A refrigerator that works well in a typical garage is no small feat of engineering, and it's expensive, said Perkins. Whirlpool's 19-cubic-foot Chillerator (a refrigerator with a small freezer on top) is $1,000, and its Freezerator (a 21-cubic-foot unit with a freezer below and a smaller unit on top that can be either a refrigerator or a freezer) is $1,100. Whirlpool also makes a small, $450 "Beverage Box" that holds 170 12-ounce cans of soda or beer. All three are on casters, and the small one fits under a workbench.

For serious makeovers, both Sears and Whirlpool offer a workstation ensemble that will make a garage work area look coordinated and finished instead of like a handyman's hodgepodge. Sears's Craftsman Professional and Whirlpool's Gladiator lines include a workbench and steel cabinetry -- a five-drawer base and a base cabinet on casters that you can move next to your car when you're working on it. Otherwise both base units fit neatly under the workbench. There are also tall, standing cabinets and wall cabinets.

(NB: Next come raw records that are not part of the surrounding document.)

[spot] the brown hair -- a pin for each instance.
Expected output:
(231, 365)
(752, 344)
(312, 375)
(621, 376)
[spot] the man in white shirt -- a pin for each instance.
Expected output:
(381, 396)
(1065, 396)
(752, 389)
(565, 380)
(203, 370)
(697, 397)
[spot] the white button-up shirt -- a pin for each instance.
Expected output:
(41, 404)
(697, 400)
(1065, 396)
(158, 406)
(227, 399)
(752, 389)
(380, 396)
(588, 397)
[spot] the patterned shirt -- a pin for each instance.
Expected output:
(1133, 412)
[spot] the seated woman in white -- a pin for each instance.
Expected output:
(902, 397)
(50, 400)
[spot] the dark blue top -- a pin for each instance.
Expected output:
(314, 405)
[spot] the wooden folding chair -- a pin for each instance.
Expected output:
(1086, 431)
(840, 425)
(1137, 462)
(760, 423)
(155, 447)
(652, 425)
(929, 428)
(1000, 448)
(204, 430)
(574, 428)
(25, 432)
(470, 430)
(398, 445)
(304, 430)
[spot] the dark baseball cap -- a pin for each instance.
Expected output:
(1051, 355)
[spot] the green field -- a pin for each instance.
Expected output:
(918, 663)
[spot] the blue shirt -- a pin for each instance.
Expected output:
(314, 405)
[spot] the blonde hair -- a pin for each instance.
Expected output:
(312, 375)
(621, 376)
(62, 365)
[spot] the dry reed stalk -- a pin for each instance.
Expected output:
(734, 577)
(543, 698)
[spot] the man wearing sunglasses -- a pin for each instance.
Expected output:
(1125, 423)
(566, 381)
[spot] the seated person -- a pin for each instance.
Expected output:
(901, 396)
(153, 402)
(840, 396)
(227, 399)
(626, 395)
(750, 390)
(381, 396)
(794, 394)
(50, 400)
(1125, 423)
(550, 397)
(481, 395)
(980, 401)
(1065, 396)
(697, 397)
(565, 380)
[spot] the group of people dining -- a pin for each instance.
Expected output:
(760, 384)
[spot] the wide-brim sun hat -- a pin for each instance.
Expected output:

Another plus with both systems: The wall cabinets can be easily attached and detached, making the entire ensemble portable and easy to stow on a moving van, should you relocate in the future. The final touches are plastic floor tiles or plastic roll flooring that make the space look and feel like a room and not a garage.

Not being one to spend time at a workbench myself, I invited three friends to evaluate the Sears Craftsman Professional and Whirlpool Gladiator products: Greg George, a carpenter and remodeler; Dick Vail, a professional handyman, mechanical engineer and remodeler; and Ernie Weaver, an auto mechanic and wood working hobbyist.

My team's conclusion: For the weekend auto mechanic or the person who likes to build or repair small things (for example, fix a lamp or help with a child's science project), the system will work well. For the serious woodworker, the workbench and storage units are not big enough. Woodworking tools are bigger than auto repair tools and would not fit easily into either five-drawer base unit. If you routinely use large pieces of wood (to make furniture or repair a door, for example), you need a much bigger, freestanding workbench. Another downside of woodworking that can make it an unacceptable garage activity regardless of any particulars is the sawdust that gets all over everything.